Mi padre saca una libreta para anotar las coplas. Cherro mira a Silvio bizqueando y taladrándose la sien con un dedo muy sucio, y Ma-Sa desenvuelve su último Zabala. El Papalote acaba de gastarse la exageradísima propina que le dio Campbell en Bacardi y caramelos Zabala (repartidos entre los chiquilines) y ahora ya no le queda una sola arruga de humillación en el rostro fluorescente.
Mi padre decidió volver a casa antes que empezara a llover. “¿Silvio será un visitante ilustre?” le pregunté cuando nos encerramos en la oficina-escritorio. (Ma-Sa quedó acostada con mamá, aprendiendo a limarse las uñas.) “¿Silvio? ¿Y el taximetrista qué?” contrapregunta él. Y pone el Nuevo Mundo y mira el techo como si no pudiera llorar. “Quisiera ser un pez” sonríe: “Escuchá.

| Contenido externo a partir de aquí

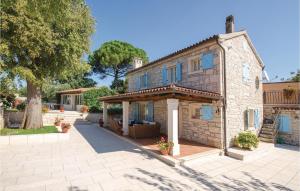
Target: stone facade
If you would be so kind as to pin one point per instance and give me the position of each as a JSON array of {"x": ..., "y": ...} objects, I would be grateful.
[
  {"x": 208, "y": 79},
  {"x": 293, "y": 137},
  {"x": 241, "y": 95},
  {"x": 198, "y": 130}
]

Escuchá la lluvia, Katz. Tenés que ser un pez volador para poder escaparte de la gente y QUERERLA. ¿Entendés? Un tipo demasiado bueno es una buena basura. Te lo digo yo. Y si no entendés no importa. SE PRECISA TENER FE EN OTRA COSA QUE NO SEA LA GENTE, CARAJO!!!! Y recién al terminar la sinfonía agregó: “Y todavía los llamamos visitantes ilustres. Pobrecitos”.

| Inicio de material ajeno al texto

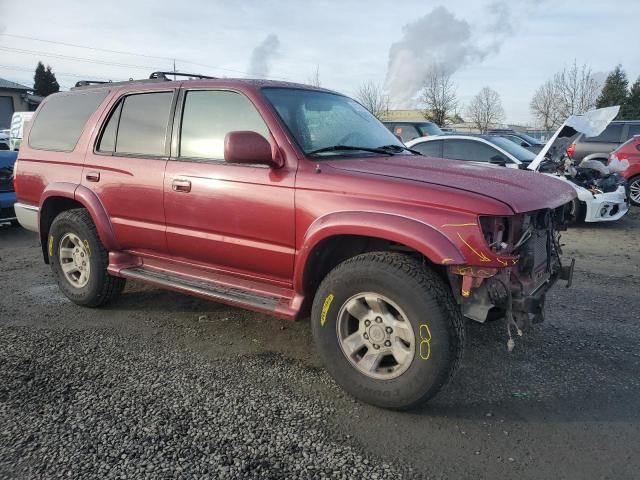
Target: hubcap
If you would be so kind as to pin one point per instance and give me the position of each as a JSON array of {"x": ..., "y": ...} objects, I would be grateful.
[
  {"x": 375, "y": 335},
  {"x": 74, "y": 260},
  {"x": 634, "y": 190}
]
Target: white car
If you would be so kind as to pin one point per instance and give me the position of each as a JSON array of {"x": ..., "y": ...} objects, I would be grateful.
[{"x": 601, "y": 196}]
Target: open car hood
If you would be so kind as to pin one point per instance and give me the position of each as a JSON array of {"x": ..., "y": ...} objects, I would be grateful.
[
  {"x": 591, "y": 124},
  {"x": 522, "y": 191}
]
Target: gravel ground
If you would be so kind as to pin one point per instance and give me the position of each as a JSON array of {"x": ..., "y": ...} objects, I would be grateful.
[{"x": 161, "y": 385}]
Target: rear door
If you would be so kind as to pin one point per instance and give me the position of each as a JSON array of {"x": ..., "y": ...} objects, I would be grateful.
[
  {"x": 232, "y": 218},
  {"x": 126, "y": 167}
]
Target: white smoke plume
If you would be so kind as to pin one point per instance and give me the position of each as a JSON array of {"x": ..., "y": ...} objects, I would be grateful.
[
  {"x": 262, "y": 55},
  {"x": 441, "y": 40}
]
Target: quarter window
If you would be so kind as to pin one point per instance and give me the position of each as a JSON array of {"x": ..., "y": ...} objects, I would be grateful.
[
  {"x": 62, "y": 118},
  {"x": 207, "y": 118}
]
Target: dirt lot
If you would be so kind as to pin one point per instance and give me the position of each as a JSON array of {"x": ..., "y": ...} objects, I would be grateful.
[{"x": 161, "y": 385}]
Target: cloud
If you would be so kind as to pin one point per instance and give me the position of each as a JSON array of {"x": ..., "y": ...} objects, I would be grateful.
[
  {"x": 439, "y": 39},
  {"x": 262, "y": 55}
]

Y esa noche soñé. Acabábamos de despedir a tío Jorge en la Estación Central y me doy vuelta y no encuentro a mi padre. Salen muchos ómnibus para Punta Gorda, pero él no aparece por ningún lado. Y empiezo a preguntarle a los choferes y a los guardas y a las mujeres que atienden en las ventanillas de la estación y nadie sabe nada. Hasta que un tipo me dice: “Fijate en los cajones. De repente está muerto”. Y empiezo a caminar al costado del ataúd que hay delante de la fila y cuando me animo a mirar para adentro mi padre se despereza tranquilamente, se baja de un salto y salimos a la calle. Y pienso: ¿Y si al llegar a casa con la noticia nadie se la cree? ¿Será verdad todo esto? Pero cuando subimos al taxi que nos está esperando en la Plaza Libertad ya no pienso más nada.